Tim Keller has proven himself to be a master manipulator of the Scriptures—so much so that some of the best and most well-intentioned pastors of our day have bought into some of the falsehoods he teaches. Keller is a perfect example of those Jude spoke of creeping into the church unnoticed and perverting the Scriptures (Jude 1:4).
In a recently surfaced video dug up by Woke Preacher TV, Keller uses the parable of the good Samaritan to say that the gospel alone isn’t enough to convince people to come to Christ and that unless it is accompanied by works of justice, nobody is going to listen or believe you.
The purpose of the parable of the Good Samaritan was to demonstrate that nobody can be saved by The works of the law and was not a prescription for social justice. Jesus is setting up the Good Samaritan’s demonstration of love as the de facto standard that one must achieve in order to attain salvation. And the details are extremely important.
This was a person who was his enemy—Jesus famously said love your enemies. And the Samaritan risked his own safety, spent the best of his own resources, and stayed with the man all night ensuring that he would be okay. He then gave the innkeeper enough money to pay for two months of care and a promise to pay whatever might be lacking in what the man may need.
In other words, the Lord was showing that nobody loves like that. Certainly not consistently. Therefore, since nobody could attain the de facto standard to achieve salvation on their own, it is necessary for one to trust in Christ alone who achieved that salvation.
Similarly to the parable of the Rich Young ruler where Jesus hones in on the one area the man would not let go of and shows him that he is not fit for eternal life. The gospel response would be the response of David in Psalm 51: Have mercy on me oh Lord. Instead, the Rich Young ruler went away sad because he wasn’t giving up his riches.
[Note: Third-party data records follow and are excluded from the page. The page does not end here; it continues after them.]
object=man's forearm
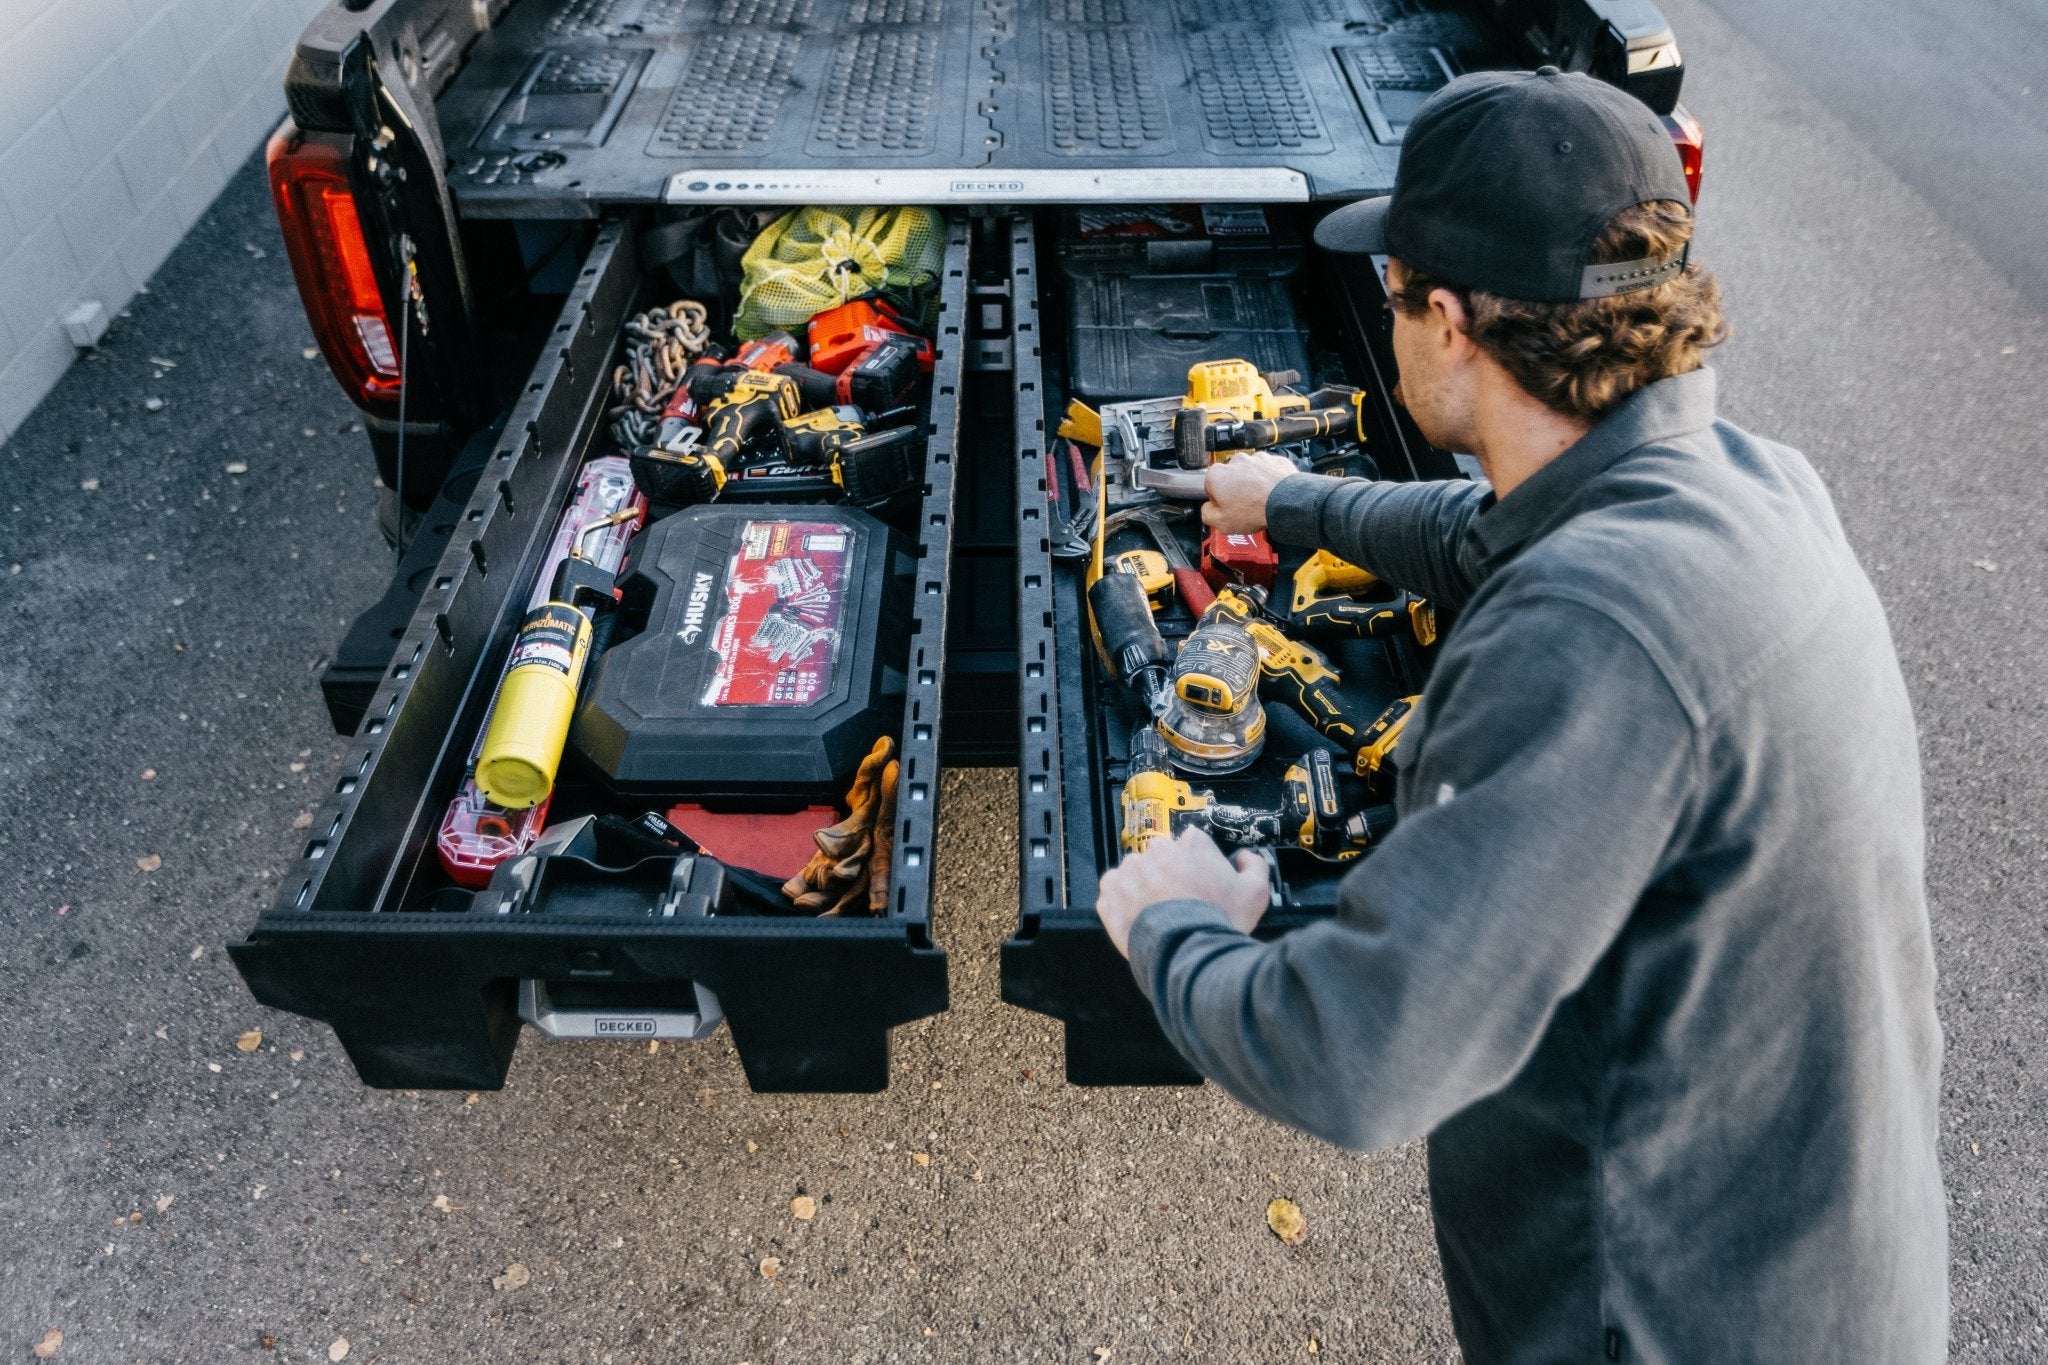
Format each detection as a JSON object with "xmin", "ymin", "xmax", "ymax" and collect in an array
[
  {"xmin": 1266, "ymin": 473, "xmax": 1488, "ymax": 613},
  {"xmin": 1128, "ymin": 898, "xmax": 1409, "ymax": 1151}
]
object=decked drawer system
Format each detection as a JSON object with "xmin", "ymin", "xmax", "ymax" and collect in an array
[
  {"xmin": 243, "ymin": 0, "xmax": 1687, "ymax": 1091},
  {"xmin": 232, "ymin": 218, "xmax": 969, "ymax": 1092}
]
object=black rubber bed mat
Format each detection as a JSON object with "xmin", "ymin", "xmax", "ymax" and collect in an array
[{"xmin": 431, "ymin": 0, "xmax": 1517, "ymax": 213}]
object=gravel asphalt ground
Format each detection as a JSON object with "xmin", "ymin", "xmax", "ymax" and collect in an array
[{"xmin": 2, "ymin": 1, "xmax": 2043, "ymax": 1359}]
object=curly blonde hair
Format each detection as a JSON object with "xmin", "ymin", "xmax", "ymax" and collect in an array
[{"xmin": 1390, "ymin": 200, "xmax": 1729, "ymax": 421}]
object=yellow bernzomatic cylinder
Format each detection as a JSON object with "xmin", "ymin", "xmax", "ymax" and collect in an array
[{"xmin": 474, "ymin": 602, "xmax": 592, "ymax": 810}]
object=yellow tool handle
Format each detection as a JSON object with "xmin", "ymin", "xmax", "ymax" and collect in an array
[
  {"xmin": 1289, "ymin": 549, "xmax": 1378, "ymax": 614},
  {"xmin": 1247, "ymin": 621, "xmax": 1375, "ymax": 750},
  {"xmin": 1120, "ymin": 770, "xmax": 1205, "ymax": 853}
]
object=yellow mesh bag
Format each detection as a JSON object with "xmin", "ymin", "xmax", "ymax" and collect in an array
[{"xmin": 733, "ymin": 206, "xmax": 945, "ymax": 339}]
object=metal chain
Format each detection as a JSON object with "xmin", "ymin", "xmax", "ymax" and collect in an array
[{"xmin": 607, "ymin": 298, "xmax": 711, "ymax": 450}]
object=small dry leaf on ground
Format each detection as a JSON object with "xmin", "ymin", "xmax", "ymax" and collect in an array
[
  {"xmin": 292, "ymin": 812, "xmax": 314, "ymax": 830},
  {"xmin": 1093, "ymin": 1348, "xmax": 1113, "ymax": 1361},
  {"xmin": 431, "ymin": 1195, "xmax": 453, "ymax": 1213},
  {"xmin": 696, "ymin": 1087, "xmax": 714, "ymax": 1109},
  {"xmin": 790, "ymin": 1196, "xmax": 817, "ymax": 1221},
  {"xmin": 327, "ymin": 1338, "xmax": 349, "ymax": 1361},
  {"xmin": 260, "ymin": 1334, "xmax": 276, "ymax": 1350},
  {"xmin": 236, "ymin": 1031, "xmax": 263, "ymax": 1052},
  {"xmin": 911, "ymin": 1152, "xmax": 931, "ymax": 1167},
  {"xmin": 492, "ymin": 1262, "xmax": 530, "ymax": 1291},
  {"xmin": 154, "ymin": 1194, "xmax": 173, "ymax": 1213},
  {"xmin": 745, "ymin": 1140, "xmax": 758, "ymax": 1154},
  {"xmin": 136, "ymin": 854, "xmax": 162, "ymax": 873},
  {"xmin": 758, "ymin": 1256, "xmax": 781, "ymax": 1279},
  {"xmin": 1267, "ymin": 1198, "xmax": 1308, "ymax": 1247},
  {"xmin": 32, "ymin": 1329, "xmax": 63, "ymax": 1357},
  {"xmin": 464, "ymin": 1092, "xmax": 479, "ymax": 1105}
]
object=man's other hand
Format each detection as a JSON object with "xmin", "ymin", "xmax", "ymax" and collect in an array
[
  {"xmin": 1096, "ymin": 827, "xmax": 1272, "ymax": 959},
  {"xmin": 1202, "ymin": 452, "xmax": 1297, "ymax": 535}
]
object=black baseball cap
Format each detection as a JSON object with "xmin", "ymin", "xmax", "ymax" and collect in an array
[{"xmin": 1316, "ymin": 66, "xmax": 1693, "ymax": 302}]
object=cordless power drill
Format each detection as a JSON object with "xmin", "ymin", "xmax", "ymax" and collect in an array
[
  {"xmin": 681, "ymin": 331, "xmax": 803, "ymax": 409},
  {"xmin": 1119, "ymin": 725, "xmax": 1391, "ymax": 861},
  {"xmin": 777, "ymin": 407, "xmax": 924, "ymax": 506},
  {"xmin": 632, "ymin": 370, "xmax": 801, "ymax": 507}
]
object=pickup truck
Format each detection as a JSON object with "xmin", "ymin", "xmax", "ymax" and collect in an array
[{"xmin": 232, "ymin": 0, "xmax": 1703, "ymax": 1093}]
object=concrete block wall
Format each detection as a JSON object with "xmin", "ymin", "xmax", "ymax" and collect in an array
[{"xmin": 0, "ymin": 0, "xmax": 328, "ymax": 440}]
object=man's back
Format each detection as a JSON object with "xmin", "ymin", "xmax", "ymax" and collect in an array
[
  {"xmin": 1128, "ymin": 371, "xmax": 1946, "ymax": 1364},
  {"xmin": 1423, "ymin": 377, "xmax": 1946, "ymax": 1362}
]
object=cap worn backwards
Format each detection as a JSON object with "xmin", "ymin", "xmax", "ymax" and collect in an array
[{"xmin": 1314, "ymin": 67, "xmax": 1692, "ymax": 302}]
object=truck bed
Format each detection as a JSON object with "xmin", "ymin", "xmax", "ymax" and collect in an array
[
  {"xmin": 250, "ymin": 0, "xmax": 1687, "ymax": 1091},
  {"xmin": 430, "ymin": 0, "xmax": 1523, "ymax": 213}
]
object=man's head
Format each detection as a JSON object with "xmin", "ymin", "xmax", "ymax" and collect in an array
[{"xmin": 1318, "ymin": 68, "xmax": 1727, "ymax": 450}]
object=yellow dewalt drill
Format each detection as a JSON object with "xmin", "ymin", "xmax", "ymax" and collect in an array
[
  {"xmin": 1120, "ymin": 725, "xmax": 1388, "ymax": 861},
  {"xmin": 634, "ymin": 369, "xmax": 802, "ymax": 506}
]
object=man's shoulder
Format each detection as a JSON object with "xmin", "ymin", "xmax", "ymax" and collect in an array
[{"xmin": 1484, "ymin": 425, "xmax": 1864, "ymax": 717}]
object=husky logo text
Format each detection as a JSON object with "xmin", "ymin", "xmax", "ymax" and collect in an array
[{"xmin": 678, "ymin": 571, "xmax": 715, "ymax": 643}]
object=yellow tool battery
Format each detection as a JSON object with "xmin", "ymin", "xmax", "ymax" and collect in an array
[
  {"xmin": 1355, "ymin": 695, "xmax": 1418, "ymax": 790},
  {"xmin": 1184, "ymin": 359, "xmax": 1305, "ymax": 421}
]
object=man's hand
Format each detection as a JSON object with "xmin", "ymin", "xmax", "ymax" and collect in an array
[
  {"xmin": 1201, "ymin": 452, "xmax": 1297, "ymax": 535},
  {"xmin": 1095, "ymin": 827, "xmax": 1272, "ymax": 959}
]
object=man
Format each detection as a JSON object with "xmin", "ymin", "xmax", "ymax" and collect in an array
[{"xmin": 1094, "ymin": 68, "xmax": 1946, "ymax": 1363}]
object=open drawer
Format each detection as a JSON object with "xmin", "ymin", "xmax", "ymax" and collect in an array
[
  {"xmin": 230, "ymin": 215, "xmax": 971, "ymax": 1093},
  {"xmin": 998, "ymin": 209, "xmax": 1461, "ymax": 1085}
]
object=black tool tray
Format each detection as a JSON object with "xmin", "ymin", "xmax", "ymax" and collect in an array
[
  {"xmin": 230, "ymin": 215, "xmax": 972, "ymax": 1093},
  {"xmin": 999, "ymin": 211, "xmax": 1460, "ymax": 1085}
]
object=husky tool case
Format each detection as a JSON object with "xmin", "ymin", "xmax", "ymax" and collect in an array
[{"xmin": 230, "ymin": 217, "xmax": 970, "ymax": 1092}]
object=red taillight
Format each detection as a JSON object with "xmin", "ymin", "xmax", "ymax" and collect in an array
[
  {"xmin": 1663, "ymin": 104, "xmax": 1704, "ymax": 204},
  {"xmin": 267, "ymin": 121, "xmax": 401, "ymax": 415}
]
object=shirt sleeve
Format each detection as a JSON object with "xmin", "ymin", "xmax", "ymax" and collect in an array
[
  {"xmin": 1125, "ymin": 592, "xmax": 1698, "ymax": 1152},
  {"xmin": 1265, "ymin": 472, "xmax": 1490, "ymax": 614}
]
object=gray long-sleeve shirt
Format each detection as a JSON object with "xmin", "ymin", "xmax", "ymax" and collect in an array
[{"xmin": 1127, "ymin": 369, "xmax": 1946, "ymax": 1364}]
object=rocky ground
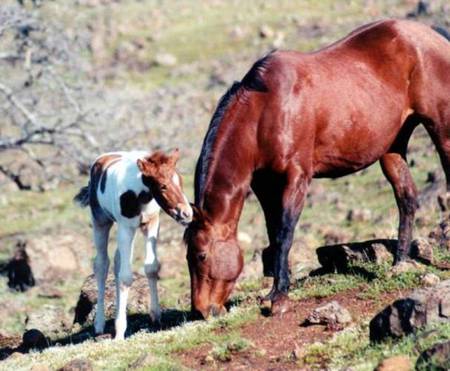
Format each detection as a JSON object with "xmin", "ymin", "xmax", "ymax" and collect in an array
[{"xmin": 1, "ymin": 0, "xmax": 450, "ymax": 370}]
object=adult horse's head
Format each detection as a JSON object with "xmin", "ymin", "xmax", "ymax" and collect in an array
[
  {"xmin": 184, "ymin": 210, "xmax": 244, "ymax": 319},
  {"xmin": 137, "ymin": 149, "xmax": 193, "ymax": 225}
]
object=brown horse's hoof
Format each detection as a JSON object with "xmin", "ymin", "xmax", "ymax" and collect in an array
[{"xmin": 270, "ymin": 293, "xmax": 292, "ymax": 317}]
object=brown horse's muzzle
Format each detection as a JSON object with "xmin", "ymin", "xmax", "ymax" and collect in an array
[{"xmin": 191, "ymin": 278, "xmax": 237, "ymax": 319}]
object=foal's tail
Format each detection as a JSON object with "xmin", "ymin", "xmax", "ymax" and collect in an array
[{"xmin": 73, "ymin": 185, "xmax": 90, "ymax": 208}]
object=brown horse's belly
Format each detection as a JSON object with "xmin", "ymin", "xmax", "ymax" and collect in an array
[{"xmin": 311, "ymin": 116, "xmax": 403, "ymax": 179}]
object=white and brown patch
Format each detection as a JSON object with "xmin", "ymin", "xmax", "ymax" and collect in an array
[{"xmin": 90, "ymin": 154, "xmax": 122, "ymax": 223}]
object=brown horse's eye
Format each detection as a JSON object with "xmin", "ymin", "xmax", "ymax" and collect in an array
[
  {"xmin": 160, "ymin": 184, "xmax": 168, "ymax": 192},
  {"xmin": 197, "ymin": 252, "xmax": 207, "ymax": 262}
]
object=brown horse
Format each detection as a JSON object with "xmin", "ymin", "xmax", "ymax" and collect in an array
[{"xmin": 184, "ymin": 19, "xmax": 450, "ymax": 319}]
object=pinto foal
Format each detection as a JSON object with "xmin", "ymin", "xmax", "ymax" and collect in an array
[{"xmin": 75, "ymin": 149, "xmax": 192, "ymax": 339}]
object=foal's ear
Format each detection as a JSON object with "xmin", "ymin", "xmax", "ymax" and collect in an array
[
  {"xmin": 137, "ymin": 158, "xmax": 156, "ymax": 176},
  {"xmin": 168, "ymin": 148, "xmax": 180, "ymax": 166}
]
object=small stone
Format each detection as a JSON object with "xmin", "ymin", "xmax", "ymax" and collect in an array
[
  {"xmin": 421, "ymin": 272, "xmax": 440, "ymax": 286},
  {"xmin": 153, "ymin": 53, "xmax": 177, "ymax": 67},
  {"xmin": 375, "ymin": 355, "xmax": 412, "ymax": 371},
  {"xmin": 237, "ymin": 231, "xmax": 252, "ymax": 244},
  {"xmin": 306, "ymin": 301, "xmax": 352, "ymax": 326},
  {"xmin": 346, "ymin": 208, "xmax": 372, "ymax": 222},
  {"xmin": 129, "ymin": 353, "xmax": 157, "ymax": 369},
  {"xmin": 31, "ymin": 365, "xmax": 50, "ymax": 371},
  {"xmin": 410, "ymin": 238, "xmax": 433, "ymax": 264},
  {"xmin": 388, "ymin": 260, "xmax": 425, "ymax": 277},
  {"xmin": 259, "ymin": 24, "xmax": 274, "ymax": 38},
  {"xmin": 57, "ymin": 358, "xmax": 93, "ymax": 371}
]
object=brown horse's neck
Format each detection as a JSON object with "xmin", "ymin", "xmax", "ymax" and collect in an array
[
  {"xmin": 194, "ymin": 55, "xmax": 272, "ymax": 236},
  {"xmin": 198, "ymin": 115, "xmax": 255, "ymax": 235}
]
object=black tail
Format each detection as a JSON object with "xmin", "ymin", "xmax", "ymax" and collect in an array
[{"xmin": 73, "ymin": 185, "xmax": 90, "ymax": 207}]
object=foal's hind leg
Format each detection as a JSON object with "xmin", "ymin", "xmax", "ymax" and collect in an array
[
  {"xmin": 93, "ymin": 220, "xmax": 112, "ymax": 335},
  {"xmin": 380, "ymin": 153, "xmax": 418, "ymax": 264},
  {"xmin": 114, "ymin": 224, "xmax": 137, "ymax": 340}
]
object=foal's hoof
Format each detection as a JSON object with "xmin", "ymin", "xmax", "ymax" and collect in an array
[{"xmin": 270, "ymin": 293, "xmax": 292, "ymax": 317}]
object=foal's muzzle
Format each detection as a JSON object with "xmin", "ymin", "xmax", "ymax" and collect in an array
[{"xmin": 172, "ymin": 204, "xmax": 193, "ymax": 225}]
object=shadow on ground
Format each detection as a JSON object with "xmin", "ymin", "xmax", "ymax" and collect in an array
[{"xmin": 0, "ymin": 308, "xmax": 195, "ymax": 360}]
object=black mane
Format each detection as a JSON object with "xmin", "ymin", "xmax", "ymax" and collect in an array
[{"xmin": 194, "ymin": 52, "xmax": 273, "ymax": 206}]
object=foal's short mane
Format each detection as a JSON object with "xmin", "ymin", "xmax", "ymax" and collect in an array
[{"xmin": 194, "ymin": 52, "xmax": 273, "ymax": 206}]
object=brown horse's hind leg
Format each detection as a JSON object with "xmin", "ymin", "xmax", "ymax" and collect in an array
[
  {"xmin": 424, "ymin": 122, "xmax": 450, "ymax": 210},
  {"xmin": 380, "ymin": 153, "xmax": 418, "ymax": 264}
]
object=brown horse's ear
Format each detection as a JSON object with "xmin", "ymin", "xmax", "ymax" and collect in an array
[{"xmin": 191, "ymin": 204, "xmax": 202, "ymax": 223}]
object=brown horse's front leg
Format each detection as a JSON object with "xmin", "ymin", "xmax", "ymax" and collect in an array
[
  {"xmin": 269, "ymin": 172, "xmax": 310, "ymax": 316},
  {"xmin": 380, "ymin": 153, "xmax": 418, "ymax": 264},
  {"xmin": 262, "ymin": 246, "xmax": 276, "ymax": 277}
]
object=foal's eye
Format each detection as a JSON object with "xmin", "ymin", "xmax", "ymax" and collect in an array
[
  {"xmin": 160, "ymin": 185, "xmax": 168, "ymax": 192},
  {"xmin": 197, "ymin": 252, "xmax": 207, "ymax": 262}
]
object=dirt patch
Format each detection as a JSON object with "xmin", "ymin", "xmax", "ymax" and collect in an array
[{"xmin": 178, "ymin": 288, "xmax": 407, "ymax": 370}]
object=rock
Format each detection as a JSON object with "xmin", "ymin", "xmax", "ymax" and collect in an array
[
  {"xmin": 316, "ymin": 239, "xmax": 396, "ymax": 272},
  {"xmin": 57, "ymin": 358, "xmax": 93, "ymax": 371},
  {"xmin": 26, "ymin": 233, "xmax": 91, "ymax": 283},
  {"xmin": 38, "ymin": 285, "xmax": 63, "ymax": 299},
  {"xmin": 306, "ymin": 301, "xmax": 352, "ymax": 326},
  {"xmin": 410, "ymin": 238, "xmax": 433, "ymax": 264},
  {"xmin": 31, "ymin": 365, "xmax": 50, "ymax": 371},
  {"xmin": 237, "ymin": 231, "xmax": 252, "ymax": 244},
  {"xmin": 415, "ymin": 340, "xmax": 450, "ymax": 370},
  {"xmin": 229, "ymin": 26, "xmax": 246, "ymax": 41},
  {"xmin": 153, "ymin": 53, "xmax": 177, "ymax": 67},
  {"xmin": 375, "ymin": 355, "xmax": 412, "ymax": 371},
  {"xmin": 272, "ymin": 31, "xmax": 285, "ymax": 48},
  {"xmin": 388, "ymin": 260, "xmax": 425, "ymax": 277},
  {"xmin": 6, "ymin": 241, "xmax": 35, "ymax": 292},
  {"xmin": 421, "ymin": 272, "xmax": 440, "ymax": 286},
  {"xmin": 74, "ymin": 273, "xmax": 150, "ymax": 326},
  {"xmin": 430, "ymin": 219, "xmax": 450, "ymax": 250},
  {"xmin": 25, "ymin": 305, "xmax": 71, "ymax": 340},
  {"xmin": 129, "ymin": 353, "xmax": 158, "ymax": 369},
  {"xmin": 22, "ymin": 329, "xmax": 47, "ymax": 349},
  {"xmin": 259, "ymin": 24, "xmax": 274, "ymax": 38},
  {"xmin": 370, "ymin": 279, "xmax": 450, "ymax": 342},
  {"xmin": 346, "ymin": 208, "xmax": 372, "ymax": 222}
]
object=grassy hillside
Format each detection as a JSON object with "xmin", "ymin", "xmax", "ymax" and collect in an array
[{"xmin": 1, "ymin": 0, "xmax": 450, "ymax": 369}]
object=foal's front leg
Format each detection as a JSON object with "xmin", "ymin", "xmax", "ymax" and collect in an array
[
  {"xmin": 140, "ymin": 212, "xmax": 161, "ymax": 326},
  {"xmin": 114, "ymin": 224, "xmax": 136, "ymax": 340}
]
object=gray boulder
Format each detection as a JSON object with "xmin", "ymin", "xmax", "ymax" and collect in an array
[
  {"xmin": 370, "ymin": 280, "xmax": 450, "ymax": 342},
  {"xmin": 316, "ymin": 239, "xmax": 396, "ymax": 272},
  {"xmin": 415, "ymin": 340, "xmax": 450, "ymax": 370},
  {"xmin": 25, "ymin": 305, "xmax": 71, "ymax": 340},
  {"xmin": 74, "ymin": 273, "xmax": 150, "ymax": 326}
]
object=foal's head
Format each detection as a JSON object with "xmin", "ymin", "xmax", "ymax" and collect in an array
[
  {"xmin": 184, "ymin": 212, "xmax": 243, "ymax": 319},
  {"xmin": 137, "ymin": 149, "xmax": 192, "ymax": 225}
]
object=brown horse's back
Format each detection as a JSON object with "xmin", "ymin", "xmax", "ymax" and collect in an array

The idea here wasn’t that giving up his riches was a pre-requisite to coming to Christ—that would be works righteousness. The idea is that Jesus was showing him that he was unable to attain salvation on his own, he needed Christ.
In the case of Luke 10, the Samaritan loved the victim in a way and on a level that somebody would only love themself. Jesus sets that up as the standard, again to which the gospel response should be: Have mercy on me oh Lord, I can’t do that.
The idea that somebody is fulfilling what they think is the point of this parable by doing some charity work in the name of social justice is idiotic. Not that there isn’t a point to be made that people should see Christians actually practicing what they believe, but as usual, Keller’s focus is wrong. The parable of the Good Samaritan is not a do-gooder story, it’s an illustration of how out-of-reach salvation is according to our own works.